How do you approach the brand in a different way?
I always keep in mind the DNA of the brand and translate it into a cool way that’s relevant to our everyday life. The DNA is strong. At Shanghai Tang, we have very iconic elements such as the ‘qipao’ silhouette. But there are a million ways to reinvent those elements in a modern way. It’s great also for me because of the rich archive, images and artisans that can inspire my works. I try to stay close to what this brand is, because I think it’s important to respect the history of 20 years, and at the same time, to push far out, each season a little bit more to show you know the newness.
Watch: Korean star Jin Goo in Hong Kong for Shanghai Tang sunglasses launch
What’s the biggest challenge for you as the new creative director?
The challenge is [to create] styles that are not clichéd or too evident. [I envision] a style to be cool yet sophisticated and elegant. I think what’s been really interesting for me is to actually come visit China, [going] to Hong Kong, Shanghai and Beijing. I’m very inspired by just seeing what people wear to work and go out at night.
How do you translate Chinese elements into the new Shanghai Tang look?
Every season I pick two or three elements from Chinese culture – be it a village, a town or ceramics. What I do with the team is that we eliminate the basic things, the first impression of those elements and think about how we can elevate that. We want to extract the essence and evolve it into something that could even surprise Chinese people who are familiar with those cultural elements. The idea is to create a wardrobe of clothes and respect for the new trends but at the same time [create] some statement pieces you can keep for many years because you know they are the new classics. [They’re] something you can use every time.
Your predecessors all spent time extensively in Asia compared to you, does it give you a different perspective?

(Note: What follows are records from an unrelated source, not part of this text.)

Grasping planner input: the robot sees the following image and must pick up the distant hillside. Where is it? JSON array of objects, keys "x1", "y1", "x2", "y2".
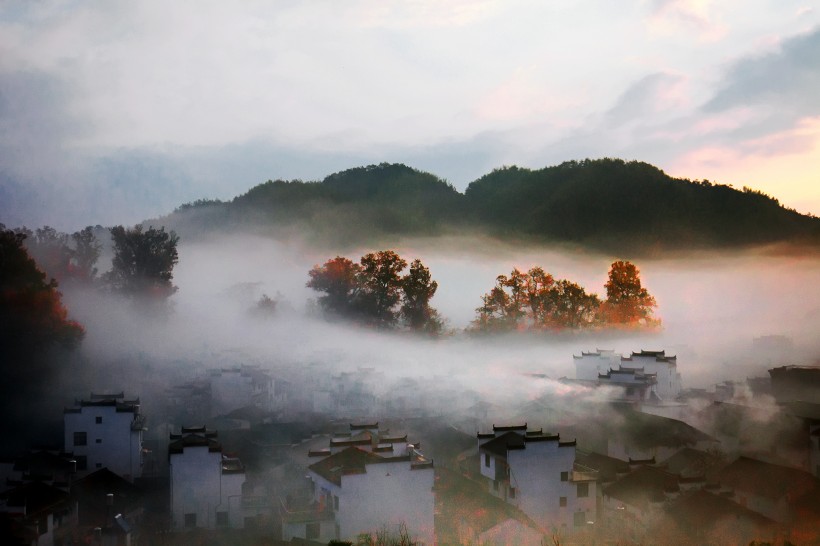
[{"x1": 160, "y1": 159, "x2": 820, "y2": 253}]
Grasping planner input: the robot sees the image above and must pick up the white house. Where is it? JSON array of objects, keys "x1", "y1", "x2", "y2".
[
  {"x1": 209, "y1": 366, "x2": 274, "y2": 417},
  {"x1": 281, "y1": 445, "x2": 435, "y2": 546},
  {"x1": 168, "y1": 427, "x2": 245, "y2": 530},
  {"x1": 620, "y1": 350, "x2": 681, "y2": 400},
  {"x1": 478, "y1": 424, "x2": 597, "y2": 533},
  {"x1": 63, "y1": 392, "x2": 145, "y2": 481}
]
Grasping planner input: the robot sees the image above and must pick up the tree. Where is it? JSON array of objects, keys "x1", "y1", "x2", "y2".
[
  {"x1": 400, "y1": 259, "x2": 443, "y2": 334},
  {"x1": 0, "y1": 224, "x2": 85, "y2": 348},
  {"x1": 69, "y1": 226, "x2": 102, "y2": 282},
  {"x1": 0, "y1": 224, "x2": 85, "y2": 448},
  {"x1": 359, "y1": 250, "x2": 407, "y2": 328},
  {"x1": 106, "y1": 225, "x2": 179, "y2": 300},
  {"x1": 473, "y1": 267, "x2": 601, "y2": 331},
  {"x1": 307, "y1": 256, "x2": 361, "y2": 318},
  {"x1": 601, "y1": 260, "x2": 660, "y2": 327}
]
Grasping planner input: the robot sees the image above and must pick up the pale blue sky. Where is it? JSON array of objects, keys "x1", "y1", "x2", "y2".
[{"x1": 0, "y1": 0, "x2": 820, "y2": 229}]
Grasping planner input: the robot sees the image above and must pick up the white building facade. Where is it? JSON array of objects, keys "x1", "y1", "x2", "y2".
[
  {"x1": 63, "y1": 393, "x2": 145, "y2": 481},
  {"x1": 168, "y1": 427, "x2": 245, "y2": 531},
  {"x1": 478, "y1": 424, "x2": 597, "y2": 533}
]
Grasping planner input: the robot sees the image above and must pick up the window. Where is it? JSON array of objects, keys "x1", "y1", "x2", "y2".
[
  {"x1": 74, "y1": 455, "x2": 88, "y2": 472},
  {"x1": 572, "y1": 512, "x2": 587, "y2": 527},
  {"x1": 185, "y1": 514, "x2": 196, "y2": 529}
]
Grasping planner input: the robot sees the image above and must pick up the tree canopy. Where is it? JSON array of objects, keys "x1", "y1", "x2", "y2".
[
  {"x1": 106, "y1": 225, "x2": 179, "y2": 300},
  {"x1": 471, "y1": 261, "x2": 660, "y2": 332},
  {"x1": 307, "y1": 250, "x2": 442, "y2": 334}
]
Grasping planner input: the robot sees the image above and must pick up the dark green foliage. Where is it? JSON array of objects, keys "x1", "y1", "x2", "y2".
[
  {"x1": 106, "y1": 225, "x2": 179, "y2": 300},
  {"x1": 0, "y1": 224, "x2": 85, "y2": 455},
  {"x1": 307, "y1": 250, "x2": 443, "y2": 334},
  {"x1": 159, "y1": 158, "x2": 820, "y2": 254}
]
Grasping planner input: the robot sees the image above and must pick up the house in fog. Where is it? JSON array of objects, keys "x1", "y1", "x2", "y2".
[
  {"x1": 208, "y1": 366, "x2": 276, "y2": 417},
  {"x1": 565, "y1": 349, "x2": 681, "y2": 406},
  {"x1": 719, "y1": 457, "x2": 820, "y2": 524},
  {"x1": 63, "y1": 392, "x2": 145, "y2": 481},
  {"x1": 478, "y1": 424, "x2": 598, "y2": 533},
  {"x1": 168, "y1": 427, "x2": 245, "y2": 531},
  {"x1": 280, "y1": 423, "x2": 435, "y2": 545}
]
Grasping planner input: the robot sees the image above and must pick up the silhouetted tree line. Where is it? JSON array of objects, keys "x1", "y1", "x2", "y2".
[
  {"x1": 163, "y1": 158, "x2": 820, "y2": 253},
  {"x1": 307, "y1": 250, "x2": 443, "y2": 334},
  {"x1": 471, "y1": 260, "x2": 660, "y2": 332}
]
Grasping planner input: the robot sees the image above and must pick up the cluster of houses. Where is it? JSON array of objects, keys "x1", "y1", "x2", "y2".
[{"x1": 0, "y1": 350, "x2": 820, "y2": 546}]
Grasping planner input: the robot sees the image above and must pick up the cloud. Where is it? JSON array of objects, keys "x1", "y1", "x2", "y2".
[{"x1": 703, "y1": 28, "x2": 820, "y2": 119}]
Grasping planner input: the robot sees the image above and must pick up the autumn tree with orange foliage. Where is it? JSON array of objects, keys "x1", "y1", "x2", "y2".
[
  {"x1": 307, "y1": 250, "x2": 442, "y2": 334},
  {"x1": 601, "y1": 260, "x2": 660, "y2": 328}
]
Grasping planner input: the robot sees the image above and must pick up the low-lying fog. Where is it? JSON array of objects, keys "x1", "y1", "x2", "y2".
[{"x1": 60, "y1": 232, "x2": 820, "y2": 406}]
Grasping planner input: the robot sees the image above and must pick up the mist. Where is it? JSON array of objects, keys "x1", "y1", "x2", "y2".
[{"x1": 59, "y1": 235, "x2": 820, "y2": 404}]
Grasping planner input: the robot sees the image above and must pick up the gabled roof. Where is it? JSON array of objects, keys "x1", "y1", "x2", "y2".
[
  {"x1": 0, "y1": 482, "x2": 68, "y2": 517},
  {"x1": 308, "y1": 447, "x2": 410, "y2": 486},
  {"x1": 575, "y1": 451, "x2": 630, "y2": 483},
  {"x1": 603, "y1": 466, "x2": 680, "y2": 510},
  {"x1": 719, "y1": 457, "x2": 820, "y2": 500},
  {"x1": 667, "y1": 489, "x2": 777, "y2": 533}
]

[Being somewhat new] to Asia, I feel that I’m really absorbing the culture in a different way. Now we are still at the beginning of the process for me to really take in all the information and digest it and, of course, look through all this from a European perspective. I feel the combination of it is something interesting and strong.
What do you think sets Shanghai Tang apart from other competitors?
It’s so difficult to be different today yet Shanghai Tang has managed to remain a unique brand. For me, Shanghai Tang’s ‘qipao’ is like the Alaia dress silhouette. Everybody knows what an Alaia silhouette is, as much as the ‘qipao’ dress, but how you transform that in a more rock ’n’ roll way and modern way, that’s the big question.
Can you tell us your approach to modernise the ‘qipao’ silhouette?
I work with amazing ‘sifus’ in our atelier. They’ve been producing traditional ‘qipao’ for so many years. When I came to them with the design of our leather ‘qipao’, they looked at me as if I were crazy. At the beginning, they were telling me this dress wouldn’t do well because here people want the traditional dress. But that’s not something that I want. So we collaborated on the leather ‘qipao’ and there’s been great synergy. They completely changed their mind at the end. Also, with their amazing craftsmanship, I am able to test and experiment on a lot of new things.
How did you get into fashion?
My mother is a really elegant woman, and she loves fashion. My father used to be a politician. They had a lot of social events. When I was very young, my mother [took me along] to shop for gowns and fabrics with her. I don’t know why but she expected my opinion even when I was only four years old. Some of my earliest memories were about fashion. But my father was really strict and told me to study law. I did law for two years in university and at the same time, taking classes at the fashion academy. I finally confronted my dad and told him that I would never be a lawyer. Today, he’s very happy about me becoming a fashion designer. I got my first job in Paris. I didn’t know anybody, so I was literally knocking on the doors of every single fashion house and finally I got an offer at Balmain.
Do you have any tips for aspiring designers?
I think it's important to be extremely passionate and patient because it's a long process. I had the chance to work with incredible designers such as Oscar de la Renta, Tom Ford and Sonia Rykiel and I learned a lot.